AGI - Stonehenge è un monumento sorprendentemente complesso, che attira l'attenzione soprattutto per il suo spettacolare cerchio megalitico e "a ferro di cavallo", costruito intorno al 2600 a.C. Nel corso degli anni, sono state avanzate diverse teorie sul significato e la funzione di Stonehenge. Oggi, tuttavia, gli archeologi hanno un'immagine abbastanza chiara di questo monumento come "luogo per gli antenati", situato all'interno di un complesso paesaggio antico che comprendeva diversi altri elementi.
L'archeoastronomia ha un ruolo chiave in questa interpretazione poichè Stonehenge presenta un allineamento astronomico con il sole che, a causa della piattezza dell'orizzonte, si riferisce sia al solstizio d'estate che al tramonto del solstizio d'inverno. Ciò rappresenta un interesse simbolico dei costruttori nel ciclo solare, molto probabilmente legato alle connessioni tra l'aldilà e il solstizio d'inverno nelle società neolitiche.

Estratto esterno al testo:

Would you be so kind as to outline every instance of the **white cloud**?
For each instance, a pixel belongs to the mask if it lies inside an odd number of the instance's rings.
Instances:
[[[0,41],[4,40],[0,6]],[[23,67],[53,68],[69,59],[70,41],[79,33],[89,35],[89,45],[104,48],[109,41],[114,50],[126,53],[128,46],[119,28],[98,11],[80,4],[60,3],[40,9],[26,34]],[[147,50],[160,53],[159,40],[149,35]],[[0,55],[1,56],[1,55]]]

Questo è, ovviamente, molto lontano dall'affermare che il monumento fosse utilizzato come un gigantesco dispositivo calendario, come invece è stato proposto in una nuova teoria pubblicata nella rinnovata rivista di archeologia Antiquity. Secondo questa teoria, il monumento rappresenta un calendario basato su 365 giorni all'anno divisi in 12 mesi da 30 giorni più cinque giorni epagomeni, con l'aggiunta di un anno bisestile ogni quattro. Questo calendario è identico a quello alessandrino, introdotto più di due millenni dopo, alla fine del primo secolo a.C. come combinazione del calendario giuliano e del calendario civile egiziano.
Per giustificare questo "calendario in pietra", il numero dei giorni viene ottenuto moltiplicando i 30 architravi di sarsen probabilmente presenti nel progetto originale per 12 e aggiungendo a 360 il numero dei triliti in piedi del ferro di cavallo, che sono cinque. L'aggiunta di un anno bisestile ogni quattro è correlata al numero delle "pietre di stazione", che è, infatti, quattro. Questo macchinario sarebbe stato mantenuto in funzione utilizzando l'allineamento al solstizio dell'asse e sarebbe stato presumibilmente preso dall'Egitto, raffinando molto, tuttavia, il calendario egiziano, che era di 365 giorni (la correzione bisestile non era presente fino ai tempi romani).
Questa è la teoria ammirevolmente affascinante che è stata sottoposta a un severo test di stress da due rinomati esperti di archeoastronomia, Juan Antonio Belmonte (Instituto de Astrofi'sica de Canarias e Universidad de La Laguna, Tenerife, Spagna) e Giulio Magli (Politecnico di Milano).
Nel loro articolo, che sarà pubblicato anche su Antiquity, gli autori mostrano che la teoria si basa su una serie di interpretazioni forzate delle connessioni.